Rules are meant to be broken
I just want add a little something because I think there can be a lack of subtlety when dealing with such broad subjects especially when they seem to relate to standards or guidance. The subtlety is there are multiple perspectives here;
- A user designer or developer using a tiddly wiki for themselves
- The same for a small local self supported audience
- Publishing to a broader internet audience
- Publishing to the tiddlywiki community solutions they can incorporate in their own wikis for any of the above purposes.
The reason I need to state this is because I dwell mostly in the last perspective and in many ways this is what talk.tiddlywiki.org is all about. Empowering members of the community to build simple to complex solutions.
The thing is if I publish methods, solutions and editions into the community for their reuse, if we choose to retain totally Laissez-faire tiddler naming standards the quality and reusability of what we publish will deteriorate. If I make a complex solution with little or no standards it will be hard to maintain and will cause a lot of unnecessary community activity and support needs.
So the point is we are all free to do what ever we want in tiddler naming standards but as soon as you start to make something publicly available, or you start to make claims, or encourage someone to make use, of new responsibilities arise. Be it personal or professional when we make things public or make claims to others we have obligations that match or exceed our rights.
So given these different perspectives, I believe we need to have well developed standards as guidance (no in any way enforced) that we can refer to when needed. This guidance can be developed by enthusiasts with a broad skills and deep interest and builds a resources for others to use without having to dig deep into the pros and cons of different approaches. Rules are meant to be broken but its nice to have good ones no one needs to break, so where ever you look the rules result in consistency.
Examples of breaking rules I see value with, in some cases
- Actually naming tiddlers using prose in a wiki for building content from reusable content eg; advertising copy
- Using tiddler names as fieldnames TiddlyWiki 5.2.0 prerelease discussion
- Using Alternate Unicode alphabets for the readability of “system type” tiddlers but stay out of the standard search where users dwell.
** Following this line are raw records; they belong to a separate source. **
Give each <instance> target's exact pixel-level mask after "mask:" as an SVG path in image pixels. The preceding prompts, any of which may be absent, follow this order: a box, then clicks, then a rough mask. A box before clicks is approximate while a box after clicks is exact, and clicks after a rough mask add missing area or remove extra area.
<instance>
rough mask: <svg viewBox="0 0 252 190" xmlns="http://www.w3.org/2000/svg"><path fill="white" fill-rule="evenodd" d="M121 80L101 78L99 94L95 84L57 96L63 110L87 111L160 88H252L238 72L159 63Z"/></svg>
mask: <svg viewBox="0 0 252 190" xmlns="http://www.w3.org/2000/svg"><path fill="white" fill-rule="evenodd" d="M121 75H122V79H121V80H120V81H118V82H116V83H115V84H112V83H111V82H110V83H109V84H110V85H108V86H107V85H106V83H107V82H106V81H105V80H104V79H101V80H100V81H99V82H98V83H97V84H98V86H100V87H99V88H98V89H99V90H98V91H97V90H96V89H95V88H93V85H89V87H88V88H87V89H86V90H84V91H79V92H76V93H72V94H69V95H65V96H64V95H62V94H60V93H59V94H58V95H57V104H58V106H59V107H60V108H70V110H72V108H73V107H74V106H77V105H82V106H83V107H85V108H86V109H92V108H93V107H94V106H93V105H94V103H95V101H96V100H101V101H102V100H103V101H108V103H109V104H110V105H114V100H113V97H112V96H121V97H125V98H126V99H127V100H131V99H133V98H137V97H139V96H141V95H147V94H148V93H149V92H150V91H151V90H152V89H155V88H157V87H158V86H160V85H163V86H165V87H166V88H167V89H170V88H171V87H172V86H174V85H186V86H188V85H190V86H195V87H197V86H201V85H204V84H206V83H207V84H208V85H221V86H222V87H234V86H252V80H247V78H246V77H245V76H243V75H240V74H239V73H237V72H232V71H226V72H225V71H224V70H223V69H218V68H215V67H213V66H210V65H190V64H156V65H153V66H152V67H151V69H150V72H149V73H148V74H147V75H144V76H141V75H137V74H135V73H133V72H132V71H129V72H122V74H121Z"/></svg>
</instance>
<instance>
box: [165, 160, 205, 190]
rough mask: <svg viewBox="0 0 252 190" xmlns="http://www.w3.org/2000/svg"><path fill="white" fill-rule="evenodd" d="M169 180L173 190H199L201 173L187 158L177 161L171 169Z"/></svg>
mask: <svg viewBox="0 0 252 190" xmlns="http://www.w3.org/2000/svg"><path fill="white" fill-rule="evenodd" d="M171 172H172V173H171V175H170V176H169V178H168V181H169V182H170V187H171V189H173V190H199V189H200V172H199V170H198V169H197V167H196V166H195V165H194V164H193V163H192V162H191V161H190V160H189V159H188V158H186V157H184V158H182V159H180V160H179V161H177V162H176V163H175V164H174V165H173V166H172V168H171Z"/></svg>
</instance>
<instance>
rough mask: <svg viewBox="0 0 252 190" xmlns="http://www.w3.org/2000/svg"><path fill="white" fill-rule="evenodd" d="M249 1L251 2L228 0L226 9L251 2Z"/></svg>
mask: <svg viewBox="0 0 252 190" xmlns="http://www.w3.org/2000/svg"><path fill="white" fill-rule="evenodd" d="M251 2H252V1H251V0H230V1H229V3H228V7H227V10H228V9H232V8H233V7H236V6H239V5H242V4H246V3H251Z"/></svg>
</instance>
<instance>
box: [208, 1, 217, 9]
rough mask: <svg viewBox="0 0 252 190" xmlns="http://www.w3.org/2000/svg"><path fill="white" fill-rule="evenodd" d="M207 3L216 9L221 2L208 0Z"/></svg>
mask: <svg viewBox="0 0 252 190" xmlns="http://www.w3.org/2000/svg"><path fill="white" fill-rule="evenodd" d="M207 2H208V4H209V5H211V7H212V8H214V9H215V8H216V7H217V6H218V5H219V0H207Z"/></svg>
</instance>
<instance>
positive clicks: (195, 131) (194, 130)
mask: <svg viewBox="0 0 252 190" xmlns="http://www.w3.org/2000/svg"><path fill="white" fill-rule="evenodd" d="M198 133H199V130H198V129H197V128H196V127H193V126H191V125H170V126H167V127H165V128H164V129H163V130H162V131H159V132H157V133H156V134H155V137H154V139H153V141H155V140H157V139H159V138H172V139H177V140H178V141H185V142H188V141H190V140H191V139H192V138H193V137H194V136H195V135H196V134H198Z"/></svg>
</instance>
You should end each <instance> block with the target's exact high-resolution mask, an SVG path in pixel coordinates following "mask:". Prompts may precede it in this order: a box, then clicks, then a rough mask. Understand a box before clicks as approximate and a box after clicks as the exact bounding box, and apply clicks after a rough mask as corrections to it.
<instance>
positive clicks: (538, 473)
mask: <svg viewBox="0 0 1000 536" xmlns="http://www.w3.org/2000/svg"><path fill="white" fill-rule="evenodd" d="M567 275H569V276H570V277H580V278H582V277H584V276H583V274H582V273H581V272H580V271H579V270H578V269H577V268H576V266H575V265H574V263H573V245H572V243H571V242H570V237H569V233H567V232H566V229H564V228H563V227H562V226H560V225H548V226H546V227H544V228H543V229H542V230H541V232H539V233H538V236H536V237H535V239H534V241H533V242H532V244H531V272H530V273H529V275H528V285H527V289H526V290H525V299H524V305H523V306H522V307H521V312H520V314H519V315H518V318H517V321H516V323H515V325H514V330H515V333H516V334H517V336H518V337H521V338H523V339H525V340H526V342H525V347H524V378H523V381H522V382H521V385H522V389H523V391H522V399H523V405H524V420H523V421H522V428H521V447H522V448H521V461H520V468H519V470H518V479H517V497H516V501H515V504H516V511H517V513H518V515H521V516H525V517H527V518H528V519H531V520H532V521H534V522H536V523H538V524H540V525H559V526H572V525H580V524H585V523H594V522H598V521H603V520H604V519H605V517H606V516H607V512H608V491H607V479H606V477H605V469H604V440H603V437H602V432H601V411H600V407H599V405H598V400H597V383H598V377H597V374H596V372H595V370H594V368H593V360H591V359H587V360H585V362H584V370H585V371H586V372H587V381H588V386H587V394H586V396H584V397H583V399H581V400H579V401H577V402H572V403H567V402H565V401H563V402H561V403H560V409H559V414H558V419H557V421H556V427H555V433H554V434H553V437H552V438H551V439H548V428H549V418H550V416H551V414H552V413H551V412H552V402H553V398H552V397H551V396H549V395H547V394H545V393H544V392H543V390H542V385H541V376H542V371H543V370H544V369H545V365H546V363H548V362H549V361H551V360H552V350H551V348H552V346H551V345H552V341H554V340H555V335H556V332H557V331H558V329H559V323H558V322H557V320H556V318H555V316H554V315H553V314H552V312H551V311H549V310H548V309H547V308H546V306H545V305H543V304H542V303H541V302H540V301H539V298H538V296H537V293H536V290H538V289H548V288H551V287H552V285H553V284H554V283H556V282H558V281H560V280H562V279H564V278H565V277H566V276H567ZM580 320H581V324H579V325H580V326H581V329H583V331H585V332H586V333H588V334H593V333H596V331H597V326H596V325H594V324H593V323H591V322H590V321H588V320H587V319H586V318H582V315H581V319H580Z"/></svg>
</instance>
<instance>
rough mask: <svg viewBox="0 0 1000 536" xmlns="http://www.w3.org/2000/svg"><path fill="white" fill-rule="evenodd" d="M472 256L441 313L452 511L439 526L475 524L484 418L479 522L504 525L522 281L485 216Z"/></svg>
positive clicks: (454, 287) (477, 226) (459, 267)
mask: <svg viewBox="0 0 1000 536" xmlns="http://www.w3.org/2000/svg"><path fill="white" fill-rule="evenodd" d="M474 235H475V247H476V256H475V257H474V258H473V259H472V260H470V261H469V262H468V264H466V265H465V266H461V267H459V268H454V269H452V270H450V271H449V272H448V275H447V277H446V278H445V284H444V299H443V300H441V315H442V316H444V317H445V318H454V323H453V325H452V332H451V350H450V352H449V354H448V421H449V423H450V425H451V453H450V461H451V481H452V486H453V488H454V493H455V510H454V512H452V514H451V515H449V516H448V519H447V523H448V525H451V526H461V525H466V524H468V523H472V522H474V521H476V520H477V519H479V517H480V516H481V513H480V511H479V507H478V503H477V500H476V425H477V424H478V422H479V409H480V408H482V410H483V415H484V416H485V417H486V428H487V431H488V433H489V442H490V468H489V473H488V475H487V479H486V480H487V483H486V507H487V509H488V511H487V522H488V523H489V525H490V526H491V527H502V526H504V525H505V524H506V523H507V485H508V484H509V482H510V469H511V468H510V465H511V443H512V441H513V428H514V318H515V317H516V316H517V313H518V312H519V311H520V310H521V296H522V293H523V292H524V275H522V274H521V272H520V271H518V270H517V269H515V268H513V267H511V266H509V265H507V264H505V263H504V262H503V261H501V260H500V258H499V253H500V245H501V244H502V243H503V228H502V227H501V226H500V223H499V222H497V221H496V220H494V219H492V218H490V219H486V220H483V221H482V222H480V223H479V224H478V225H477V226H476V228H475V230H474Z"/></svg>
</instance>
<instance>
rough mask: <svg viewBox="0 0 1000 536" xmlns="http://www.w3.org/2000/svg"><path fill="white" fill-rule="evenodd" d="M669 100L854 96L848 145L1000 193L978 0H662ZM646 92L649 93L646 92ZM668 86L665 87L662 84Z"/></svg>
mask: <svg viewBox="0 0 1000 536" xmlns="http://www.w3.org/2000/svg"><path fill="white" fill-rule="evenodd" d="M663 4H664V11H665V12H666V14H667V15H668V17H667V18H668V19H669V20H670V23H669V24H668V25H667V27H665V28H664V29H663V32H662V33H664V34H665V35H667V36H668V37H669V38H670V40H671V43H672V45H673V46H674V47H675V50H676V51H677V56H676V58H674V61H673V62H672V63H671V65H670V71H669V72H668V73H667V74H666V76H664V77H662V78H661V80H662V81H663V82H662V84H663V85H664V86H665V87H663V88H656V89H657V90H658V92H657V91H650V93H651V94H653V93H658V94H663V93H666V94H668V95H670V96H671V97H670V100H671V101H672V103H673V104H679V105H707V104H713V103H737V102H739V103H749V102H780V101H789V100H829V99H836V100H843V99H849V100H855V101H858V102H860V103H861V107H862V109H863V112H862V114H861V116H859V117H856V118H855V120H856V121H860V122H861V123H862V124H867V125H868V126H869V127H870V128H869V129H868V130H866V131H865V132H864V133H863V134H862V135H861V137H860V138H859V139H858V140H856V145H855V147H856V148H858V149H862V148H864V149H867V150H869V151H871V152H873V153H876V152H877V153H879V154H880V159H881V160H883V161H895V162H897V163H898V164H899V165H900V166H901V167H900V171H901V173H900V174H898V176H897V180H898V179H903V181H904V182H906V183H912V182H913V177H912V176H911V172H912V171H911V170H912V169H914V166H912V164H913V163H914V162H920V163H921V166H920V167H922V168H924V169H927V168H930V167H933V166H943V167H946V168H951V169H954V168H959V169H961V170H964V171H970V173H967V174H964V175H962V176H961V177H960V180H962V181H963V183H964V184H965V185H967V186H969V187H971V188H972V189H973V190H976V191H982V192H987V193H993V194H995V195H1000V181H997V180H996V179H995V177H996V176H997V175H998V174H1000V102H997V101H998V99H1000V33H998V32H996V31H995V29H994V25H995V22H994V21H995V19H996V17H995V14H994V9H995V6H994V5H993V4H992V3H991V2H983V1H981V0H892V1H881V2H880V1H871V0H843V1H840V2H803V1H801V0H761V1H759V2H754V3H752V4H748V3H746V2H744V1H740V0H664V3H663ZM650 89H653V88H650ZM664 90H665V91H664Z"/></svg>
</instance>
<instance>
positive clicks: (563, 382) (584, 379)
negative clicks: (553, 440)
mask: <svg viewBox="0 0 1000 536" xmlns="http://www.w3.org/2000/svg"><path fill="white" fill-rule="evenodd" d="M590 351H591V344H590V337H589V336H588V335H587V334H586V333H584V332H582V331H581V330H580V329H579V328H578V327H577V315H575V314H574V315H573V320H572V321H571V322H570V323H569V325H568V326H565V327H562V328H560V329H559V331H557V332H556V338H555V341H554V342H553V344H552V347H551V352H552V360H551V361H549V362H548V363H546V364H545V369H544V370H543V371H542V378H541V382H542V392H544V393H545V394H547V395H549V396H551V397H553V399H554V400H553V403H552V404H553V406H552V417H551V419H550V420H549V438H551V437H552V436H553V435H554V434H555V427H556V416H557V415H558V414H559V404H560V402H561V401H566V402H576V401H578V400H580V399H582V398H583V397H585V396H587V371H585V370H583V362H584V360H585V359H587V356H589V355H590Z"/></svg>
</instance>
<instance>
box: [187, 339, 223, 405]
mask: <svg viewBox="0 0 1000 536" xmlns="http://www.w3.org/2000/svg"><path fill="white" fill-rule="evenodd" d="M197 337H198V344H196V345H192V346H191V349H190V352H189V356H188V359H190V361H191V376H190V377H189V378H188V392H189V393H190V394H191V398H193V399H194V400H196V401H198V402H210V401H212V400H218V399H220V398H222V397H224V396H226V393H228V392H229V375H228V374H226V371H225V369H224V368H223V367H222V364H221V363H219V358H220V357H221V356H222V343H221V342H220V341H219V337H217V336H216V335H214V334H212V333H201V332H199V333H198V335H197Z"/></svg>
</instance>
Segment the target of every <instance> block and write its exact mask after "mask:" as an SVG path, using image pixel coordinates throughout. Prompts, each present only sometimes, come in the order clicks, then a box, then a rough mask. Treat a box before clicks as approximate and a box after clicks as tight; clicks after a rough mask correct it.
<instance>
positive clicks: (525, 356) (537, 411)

In fact there is strong evidence that the development of standards has enabled out societies to achieve most of out successes from landing on the moon to the internet and smartphones (effectively computers in a pocket). I for one want tiddlywiki to succeed to “democratise software”, and it should be replete with optional but effective guidance/standards.
There are also parallels with art, creativity, the use of “Creative limitation” or “constraints” and standing on the shoulders of giant’s.